Numerical Simulations of Black Hole Accretion Flows

Abstract

We model the structure and evolution of black hole accretion disks using numerical simulations. The numerics is governed by the equations of general relativistic magneto-hydrodynamics (GRMHD). Accretion disks and outflows can be found at the base of very energetic ultra-relativistic jets produced by cosmic explosions, so called gamma-ray bursts (GRBs). Another type of phenomena are blazars, with jets emitted from the centers of galaxies. Long-lasting, detailed computations are essential to determine the physics of these explosions, and confront the theory with potential observables. From the point of view of numerical methods and techniques, three ingredients need to be considered.

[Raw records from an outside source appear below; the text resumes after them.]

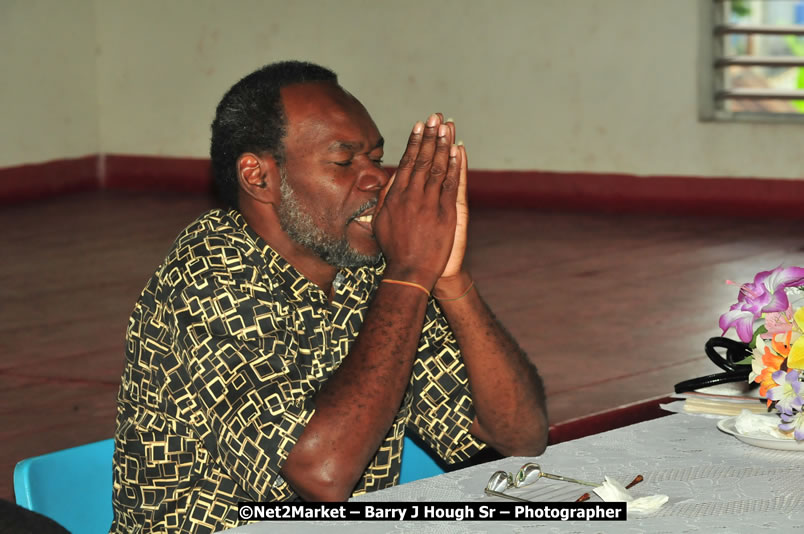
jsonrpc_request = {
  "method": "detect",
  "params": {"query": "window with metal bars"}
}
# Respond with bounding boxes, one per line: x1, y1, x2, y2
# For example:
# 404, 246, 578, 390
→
700, 0, 804, 120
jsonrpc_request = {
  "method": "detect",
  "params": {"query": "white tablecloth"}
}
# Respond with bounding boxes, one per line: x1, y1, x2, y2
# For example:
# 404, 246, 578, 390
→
224, 413, 804, 533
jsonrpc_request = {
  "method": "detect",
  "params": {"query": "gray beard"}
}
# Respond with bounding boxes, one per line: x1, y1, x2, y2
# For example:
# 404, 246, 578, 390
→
276, 173, 381, 269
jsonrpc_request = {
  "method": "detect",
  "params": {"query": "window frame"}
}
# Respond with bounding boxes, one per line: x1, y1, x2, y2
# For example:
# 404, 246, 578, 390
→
699, 0, 804, 123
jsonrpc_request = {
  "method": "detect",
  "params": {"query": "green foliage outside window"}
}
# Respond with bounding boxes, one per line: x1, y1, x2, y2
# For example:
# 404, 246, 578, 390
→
784, 36, 804, 111
731, 0, 751, 18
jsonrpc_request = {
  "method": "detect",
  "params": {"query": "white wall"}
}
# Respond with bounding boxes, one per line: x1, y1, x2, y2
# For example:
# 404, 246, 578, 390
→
0, 0, 99, 168
4, 0, 803, 180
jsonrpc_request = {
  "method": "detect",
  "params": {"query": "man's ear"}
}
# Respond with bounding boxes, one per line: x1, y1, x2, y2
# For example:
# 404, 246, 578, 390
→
237, 152, 281, 205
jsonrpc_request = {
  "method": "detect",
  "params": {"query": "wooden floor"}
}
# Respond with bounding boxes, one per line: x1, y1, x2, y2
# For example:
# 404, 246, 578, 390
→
2, 190, 804, 501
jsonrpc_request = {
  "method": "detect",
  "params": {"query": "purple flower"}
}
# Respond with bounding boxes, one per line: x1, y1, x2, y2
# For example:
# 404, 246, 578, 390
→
719, 305, 757, 343
767, 369, 804, 415
779, 411, 804, 441
719, 266, 804, 343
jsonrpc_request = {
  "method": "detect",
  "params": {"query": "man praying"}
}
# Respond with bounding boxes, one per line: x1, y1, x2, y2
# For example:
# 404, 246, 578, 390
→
111, 60, 547, 534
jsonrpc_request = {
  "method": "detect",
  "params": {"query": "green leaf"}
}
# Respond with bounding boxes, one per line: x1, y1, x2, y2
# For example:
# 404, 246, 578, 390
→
782, 37, 804, 113
794, 67, 804, 113
785, 36, 804, 57
731, 0, 751, 18
749, 325, 768, 350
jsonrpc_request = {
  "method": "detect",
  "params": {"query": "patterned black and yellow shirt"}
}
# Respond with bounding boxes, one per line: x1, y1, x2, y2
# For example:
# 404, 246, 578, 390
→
111, 209, 484, 534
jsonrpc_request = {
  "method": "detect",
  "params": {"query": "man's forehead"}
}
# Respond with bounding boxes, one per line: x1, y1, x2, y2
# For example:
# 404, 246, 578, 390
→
281, 80, 344, 102
281, 82, 361, 120
280, 82, 380, 146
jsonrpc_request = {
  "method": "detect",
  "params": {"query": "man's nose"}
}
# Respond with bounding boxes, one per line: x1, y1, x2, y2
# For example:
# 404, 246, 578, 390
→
355, 162, 390, 192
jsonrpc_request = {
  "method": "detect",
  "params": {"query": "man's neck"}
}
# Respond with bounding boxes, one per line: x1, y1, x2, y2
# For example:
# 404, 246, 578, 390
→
239, 205, 339, 293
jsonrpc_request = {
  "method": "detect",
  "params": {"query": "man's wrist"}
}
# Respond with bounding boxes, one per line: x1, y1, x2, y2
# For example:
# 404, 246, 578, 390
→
433, 271, 473, 300
382, 265, 441, 292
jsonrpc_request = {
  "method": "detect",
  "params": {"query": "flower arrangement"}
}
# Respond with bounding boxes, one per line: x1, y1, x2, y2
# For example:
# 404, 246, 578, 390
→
719, 266, 804, 440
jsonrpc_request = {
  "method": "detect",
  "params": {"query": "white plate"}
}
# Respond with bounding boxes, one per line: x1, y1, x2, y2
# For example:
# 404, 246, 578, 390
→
717, 416, 804, 451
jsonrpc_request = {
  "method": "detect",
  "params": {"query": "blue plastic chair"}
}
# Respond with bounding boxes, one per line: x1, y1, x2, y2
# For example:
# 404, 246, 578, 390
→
13, 438, 114, 534
12, 434, 440, 534
400, 435, 445, 484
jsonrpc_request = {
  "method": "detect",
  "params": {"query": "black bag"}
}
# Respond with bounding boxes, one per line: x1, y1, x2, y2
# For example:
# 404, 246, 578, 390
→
673, 337, 756, 393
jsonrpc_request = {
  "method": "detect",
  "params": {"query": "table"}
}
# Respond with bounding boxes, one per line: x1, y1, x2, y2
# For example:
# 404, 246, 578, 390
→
224, 413, 804, 533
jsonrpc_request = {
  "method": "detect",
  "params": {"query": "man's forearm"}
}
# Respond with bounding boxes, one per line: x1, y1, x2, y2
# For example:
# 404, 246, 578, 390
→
435, 272, 548, 457
282, 114, 465, 500
280, 282, 428, 501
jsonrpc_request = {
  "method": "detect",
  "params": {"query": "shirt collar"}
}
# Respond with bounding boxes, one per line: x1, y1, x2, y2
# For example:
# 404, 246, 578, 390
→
225, 208, 384, 302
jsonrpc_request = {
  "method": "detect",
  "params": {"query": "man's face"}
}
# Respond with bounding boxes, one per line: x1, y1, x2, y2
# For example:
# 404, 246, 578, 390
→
276, 82, 389, 269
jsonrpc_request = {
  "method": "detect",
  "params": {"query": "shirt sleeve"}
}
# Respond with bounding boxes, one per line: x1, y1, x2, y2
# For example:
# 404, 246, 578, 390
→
406, 300, 487, 464
168, 266, 315, 501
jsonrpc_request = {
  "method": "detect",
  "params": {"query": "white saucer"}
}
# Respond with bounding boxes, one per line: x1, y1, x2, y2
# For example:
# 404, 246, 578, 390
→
717, 415, 804, 451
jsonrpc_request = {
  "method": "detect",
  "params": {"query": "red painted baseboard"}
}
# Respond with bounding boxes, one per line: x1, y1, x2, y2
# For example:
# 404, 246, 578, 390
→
103, 155, 212, 193
0, 156, 98, 204
103, 157, 804, 219
467, 170, 804, 218
2, 155, 803, 219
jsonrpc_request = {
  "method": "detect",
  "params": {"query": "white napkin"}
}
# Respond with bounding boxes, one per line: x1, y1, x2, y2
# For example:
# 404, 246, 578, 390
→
734, 410, 790, 439
593, 476, 668, 516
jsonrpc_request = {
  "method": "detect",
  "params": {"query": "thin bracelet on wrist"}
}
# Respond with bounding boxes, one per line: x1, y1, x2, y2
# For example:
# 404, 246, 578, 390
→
381, 278, 430, 297
433, 280, 475, 301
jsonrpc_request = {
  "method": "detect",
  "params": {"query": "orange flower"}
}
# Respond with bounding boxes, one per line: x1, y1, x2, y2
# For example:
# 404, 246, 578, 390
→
754, 331, 791, 405
771, 330, 793, 358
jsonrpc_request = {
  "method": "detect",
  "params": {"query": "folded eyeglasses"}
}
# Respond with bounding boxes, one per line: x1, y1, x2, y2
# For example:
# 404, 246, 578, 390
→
484, 463, 599, 502
485, 463, 643, 502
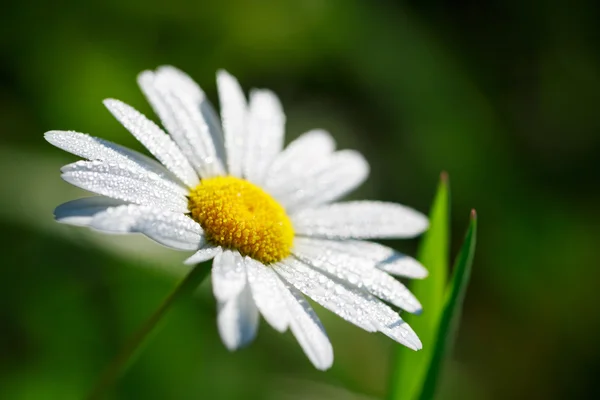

First, the numerical scheme must work in a conservative manner, which is achieved by solving a set of non-linear equations to advance the conserved quantities from one time step to the next. Second, the efficiency of computations depends on the code parallelization methods. Third, the analysis of results is possible via the post-processing of computed physical quantities, and visualization of the flow properties. This is done via implementing packages and libraries that are standardized in the field of computational astrophysics and supported by community developers. In this paper, we discuss the physics of the cosmic sources. We also describe our numerical framework and some technical issues, in the context of the GRMHD code which we develop. We also present a suite of performance tests, done on the High-Performance Computer cluster (HPC) in the Center for Mathematical Modeling of the Warsaw University.